I’ve been accused of shilling for Microsoft often enough that it doesn’t annoy me anymore, and there’s certainly some truth in the accusation, especially where Microsoft BizTalk is concerned. I think BizTalk is cooler than Elvis. But every so often I can actually be smug about it, and the current state of BizTalk’s Adapter Pack gives me just such an occasion.
We justify paying through the nose for BizTalk licenses with its B2B capacity and sheer infrastructure muscle. But the line-of-business (LOB) adapters have lots of less glamorous uses that are so simple, fast, and useful (and above all, cheap!) that they should have a moment in the spotlight.
The LOB Adapters are canned application integration. They’re designed to do easily-configured drill-down into Oracle, SAP, Seibel, SQL Server, and other data sources, surfacing data from either side of a potential transaction so you can get your mapping on, then point it where you will. And most of the time, you can do it without writing a line of code.
Codeless pitch-and-catch with data sources
When I say codeless, I mean codeless. Your database coughs up a schema of a table that needs some love, and you generate XML for the mapping (any database or ERP system will offer this up with a few mouse-clicks). You (or a user, for that matter) create a form for the transaction with InfoPath (and do a desktop deployment, or have SharePoint host it), and the BizTalk Mapper lets you hook the two together any way you please.

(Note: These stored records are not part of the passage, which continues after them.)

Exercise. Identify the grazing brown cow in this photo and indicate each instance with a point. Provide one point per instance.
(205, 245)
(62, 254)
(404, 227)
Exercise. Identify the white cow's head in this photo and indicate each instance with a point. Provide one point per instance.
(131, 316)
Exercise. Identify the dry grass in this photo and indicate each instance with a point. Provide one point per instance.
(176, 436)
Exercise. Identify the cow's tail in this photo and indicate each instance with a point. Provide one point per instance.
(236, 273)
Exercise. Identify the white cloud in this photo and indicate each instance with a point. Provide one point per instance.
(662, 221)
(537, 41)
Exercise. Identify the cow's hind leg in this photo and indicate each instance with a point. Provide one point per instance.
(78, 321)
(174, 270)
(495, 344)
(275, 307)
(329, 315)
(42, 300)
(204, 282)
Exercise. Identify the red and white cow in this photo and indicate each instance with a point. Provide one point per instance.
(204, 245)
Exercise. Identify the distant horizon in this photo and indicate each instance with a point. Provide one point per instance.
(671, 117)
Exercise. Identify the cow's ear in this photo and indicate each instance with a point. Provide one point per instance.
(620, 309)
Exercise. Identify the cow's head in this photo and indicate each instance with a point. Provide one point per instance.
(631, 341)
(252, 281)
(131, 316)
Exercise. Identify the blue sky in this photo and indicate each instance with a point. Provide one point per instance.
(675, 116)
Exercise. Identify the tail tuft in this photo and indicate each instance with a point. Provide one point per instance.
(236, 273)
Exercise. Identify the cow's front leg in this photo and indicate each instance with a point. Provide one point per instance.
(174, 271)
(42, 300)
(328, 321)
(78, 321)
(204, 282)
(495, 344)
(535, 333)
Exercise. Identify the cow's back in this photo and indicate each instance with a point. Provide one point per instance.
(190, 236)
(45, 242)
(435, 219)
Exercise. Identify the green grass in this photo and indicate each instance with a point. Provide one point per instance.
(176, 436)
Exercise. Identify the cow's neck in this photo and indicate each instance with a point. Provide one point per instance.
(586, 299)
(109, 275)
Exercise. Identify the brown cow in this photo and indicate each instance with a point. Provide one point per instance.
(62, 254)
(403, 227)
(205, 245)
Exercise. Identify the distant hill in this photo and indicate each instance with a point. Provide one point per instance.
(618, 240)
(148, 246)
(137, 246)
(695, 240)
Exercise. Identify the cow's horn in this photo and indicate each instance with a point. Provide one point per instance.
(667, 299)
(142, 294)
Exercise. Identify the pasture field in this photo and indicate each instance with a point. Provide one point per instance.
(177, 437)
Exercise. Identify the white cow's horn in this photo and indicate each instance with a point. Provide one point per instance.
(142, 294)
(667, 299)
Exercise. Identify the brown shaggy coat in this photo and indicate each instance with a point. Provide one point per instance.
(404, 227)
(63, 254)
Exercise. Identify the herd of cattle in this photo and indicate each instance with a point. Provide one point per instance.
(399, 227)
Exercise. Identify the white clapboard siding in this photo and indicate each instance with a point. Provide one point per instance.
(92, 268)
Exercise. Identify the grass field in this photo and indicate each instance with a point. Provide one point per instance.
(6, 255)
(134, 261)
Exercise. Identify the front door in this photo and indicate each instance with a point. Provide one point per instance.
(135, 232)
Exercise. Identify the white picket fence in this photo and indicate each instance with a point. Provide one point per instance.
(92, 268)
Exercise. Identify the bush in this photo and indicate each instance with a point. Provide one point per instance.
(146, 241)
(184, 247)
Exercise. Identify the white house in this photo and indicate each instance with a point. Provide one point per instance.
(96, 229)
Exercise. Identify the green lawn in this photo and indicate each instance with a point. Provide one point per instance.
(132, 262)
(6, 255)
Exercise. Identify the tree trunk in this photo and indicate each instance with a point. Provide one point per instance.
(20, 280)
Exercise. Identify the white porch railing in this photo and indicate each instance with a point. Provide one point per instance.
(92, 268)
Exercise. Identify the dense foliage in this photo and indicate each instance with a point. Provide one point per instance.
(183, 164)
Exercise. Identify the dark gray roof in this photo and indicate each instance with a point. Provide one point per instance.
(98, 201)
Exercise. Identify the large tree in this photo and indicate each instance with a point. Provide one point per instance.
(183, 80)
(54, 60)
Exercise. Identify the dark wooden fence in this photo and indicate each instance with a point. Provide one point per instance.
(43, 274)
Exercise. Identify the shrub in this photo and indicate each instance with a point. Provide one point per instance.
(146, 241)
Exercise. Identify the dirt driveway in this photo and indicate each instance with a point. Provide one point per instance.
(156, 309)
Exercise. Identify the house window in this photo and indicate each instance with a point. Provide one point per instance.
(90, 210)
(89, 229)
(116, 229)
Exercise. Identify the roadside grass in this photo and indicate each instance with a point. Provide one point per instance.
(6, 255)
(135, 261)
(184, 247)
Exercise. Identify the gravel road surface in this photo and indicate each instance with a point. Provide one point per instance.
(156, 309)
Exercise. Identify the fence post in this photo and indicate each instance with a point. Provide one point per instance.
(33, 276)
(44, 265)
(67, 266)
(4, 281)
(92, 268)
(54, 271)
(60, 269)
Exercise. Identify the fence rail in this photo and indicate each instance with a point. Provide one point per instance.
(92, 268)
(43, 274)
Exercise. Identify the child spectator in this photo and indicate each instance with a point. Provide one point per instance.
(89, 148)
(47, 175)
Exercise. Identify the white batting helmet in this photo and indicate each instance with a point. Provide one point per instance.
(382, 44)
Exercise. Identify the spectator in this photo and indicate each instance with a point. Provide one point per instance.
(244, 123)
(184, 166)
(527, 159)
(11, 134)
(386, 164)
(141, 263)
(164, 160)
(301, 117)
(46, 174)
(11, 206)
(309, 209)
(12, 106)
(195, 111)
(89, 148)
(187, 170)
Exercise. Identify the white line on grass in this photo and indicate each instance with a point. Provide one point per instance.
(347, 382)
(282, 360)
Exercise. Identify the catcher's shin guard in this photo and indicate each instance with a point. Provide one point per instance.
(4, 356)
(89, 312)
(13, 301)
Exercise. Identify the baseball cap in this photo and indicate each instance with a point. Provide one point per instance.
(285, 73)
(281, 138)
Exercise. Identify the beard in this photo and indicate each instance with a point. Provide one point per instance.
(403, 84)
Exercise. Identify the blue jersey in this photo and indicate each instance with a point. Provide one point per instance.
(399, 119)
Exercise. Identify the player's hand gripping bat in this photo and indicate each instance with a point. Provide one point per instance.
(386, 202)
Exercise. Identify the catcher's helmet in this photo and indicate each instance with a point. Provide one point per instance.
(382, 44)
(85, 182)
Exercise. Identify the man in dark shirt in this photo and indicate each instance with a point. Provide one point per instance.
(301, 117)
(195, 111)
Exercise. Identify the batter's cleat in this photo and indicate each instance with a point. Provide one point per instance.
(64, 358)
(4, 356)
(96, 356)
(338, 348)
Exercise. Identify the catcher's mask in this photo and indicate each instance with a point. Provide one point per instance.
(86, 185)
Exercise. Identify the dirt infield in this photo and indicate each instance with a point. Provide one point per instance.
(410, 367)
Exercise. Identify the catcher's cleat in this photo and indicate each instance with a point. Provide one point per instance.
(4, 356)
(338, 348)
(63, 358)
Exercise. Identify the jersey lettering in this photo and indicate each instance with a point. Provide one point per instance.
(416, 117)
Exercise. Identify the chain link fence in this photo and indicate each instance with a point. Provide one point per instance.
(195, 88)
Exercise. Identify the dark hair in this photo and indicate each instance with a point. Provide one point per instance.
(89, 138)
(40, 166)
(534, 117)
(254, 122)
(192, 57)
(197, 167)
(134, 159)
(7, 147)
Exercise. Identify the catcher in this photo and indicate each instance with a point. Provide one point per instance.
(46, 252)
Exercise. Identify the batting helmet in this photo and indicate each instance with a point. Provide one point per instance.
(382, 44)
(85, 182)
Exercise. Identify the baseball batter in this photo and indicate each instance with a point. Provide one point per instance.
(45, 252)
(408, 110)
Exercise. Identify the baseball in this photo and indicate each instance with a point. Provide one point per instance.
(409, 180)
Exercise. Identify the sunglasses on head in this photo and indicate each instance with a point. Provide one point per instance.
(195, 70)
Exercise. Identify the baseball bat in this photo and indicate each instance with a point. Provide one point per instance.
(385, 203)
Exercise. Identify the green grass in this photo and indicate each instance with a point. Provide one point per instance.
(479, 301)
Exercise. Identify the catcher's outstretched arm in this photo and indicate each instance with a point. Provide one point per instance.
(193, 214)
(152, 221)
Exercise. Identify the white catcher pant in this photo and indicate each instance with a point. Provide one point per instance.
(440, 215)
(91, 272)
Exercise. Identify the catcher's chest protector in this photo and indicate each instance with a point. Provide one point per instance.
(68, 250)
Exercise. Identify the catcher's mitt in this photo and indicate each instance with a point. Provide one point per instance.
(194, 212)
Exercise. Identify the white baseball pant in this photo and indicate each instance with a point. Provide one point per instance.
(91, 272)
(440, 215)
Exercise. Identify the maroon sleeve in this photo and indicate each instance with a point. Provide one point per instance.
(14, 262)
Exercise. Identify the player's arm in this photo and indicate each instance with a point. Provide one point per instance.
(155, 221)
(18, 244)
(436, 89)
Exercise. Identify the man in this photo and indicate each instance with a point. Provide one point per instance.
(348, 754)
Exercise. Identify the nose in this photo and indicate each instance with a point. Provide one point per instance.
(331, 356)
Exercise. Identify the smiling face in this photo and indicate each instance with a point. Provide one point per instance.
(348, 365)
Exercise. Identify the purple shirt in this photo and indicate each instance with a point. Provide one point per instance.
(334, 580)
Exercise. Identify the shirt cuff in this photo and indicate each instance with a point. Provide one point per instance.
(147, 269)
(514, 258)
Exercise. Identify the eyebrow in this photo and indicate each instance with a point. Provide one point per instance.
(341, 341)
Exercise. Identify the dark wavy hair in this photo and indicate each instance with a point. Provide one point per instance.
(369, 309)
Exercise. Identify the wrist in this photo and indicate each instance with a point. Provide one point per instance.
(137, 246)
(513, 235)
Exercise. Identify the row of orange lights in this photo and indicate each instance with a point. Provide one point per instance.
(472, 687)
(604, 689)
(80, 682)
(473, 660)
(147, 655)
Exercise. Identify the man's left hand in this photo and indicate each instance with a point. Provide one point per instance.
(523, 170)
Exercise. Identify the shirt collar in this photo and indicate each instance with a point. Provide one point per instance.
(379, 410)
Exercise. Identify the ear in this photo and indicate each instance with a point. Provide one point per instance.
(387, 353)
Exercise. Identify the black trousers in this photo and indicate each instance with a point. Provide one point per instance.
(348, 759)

You can create forms for inputting data into one or more tables, for modifying existing data, for reporting, whatever you like – and you don’t have to write any code. Oh, you can create the web form in .NET if you just can’t help yourself, and you may need to write a stored procedure on the data source side if you’re getting fancy with the data. But you can create a toy like this (or, for that matter, a great many) in one sitting, and have it deployed in production on the same day you create it, if that suits you.
Migrating data between databases
What works codelessly and painlessly between a database and a user is just as codeless and painless between two databases. Migrating a table (or many) from one back-end platform to another is just as convenient, using the adapters, as a front-to-back transaction. Source and target offer up their schemas, you map them to each other as needed, and you’re in business in a single sitting.
You can do this A-to-B move manually and in real time, if it suits you, but BizTalk Server is built to facilitate automation. So a scenario that requires transport of data between data platforms on some regular schedule (or, for that matter, in some event-driven mode) is as easily built and deployed as a one-shot move. Even that is no great trick if you’re skilled with T-SQL or PL-SQL or SSIS; but when SAP and Seibel enter the equation, the ease-of-use the adapters offer becomes a massive time-saver.
Talking to SharePoint
This particular adapter isn’t in the LOB Pack, but it comes canned with BizTalk all the same, and is just as easy to use. What can we do with this one? If you’re a SharePoint shop, you know that a SharePoint List is just a SQL table in disguise. How cool is it, to be able to populate a SharePoint list from a non-SQL source? Mixing and matching from among your enterprise data sources, you can basically publish data from ANY source to and from SharePoint sites, and let your SharePoint users drive. And with the adapters, you don’t have to build any special machinery to get it done.
Okay, so I’m shilling. But I’m also pretty smug.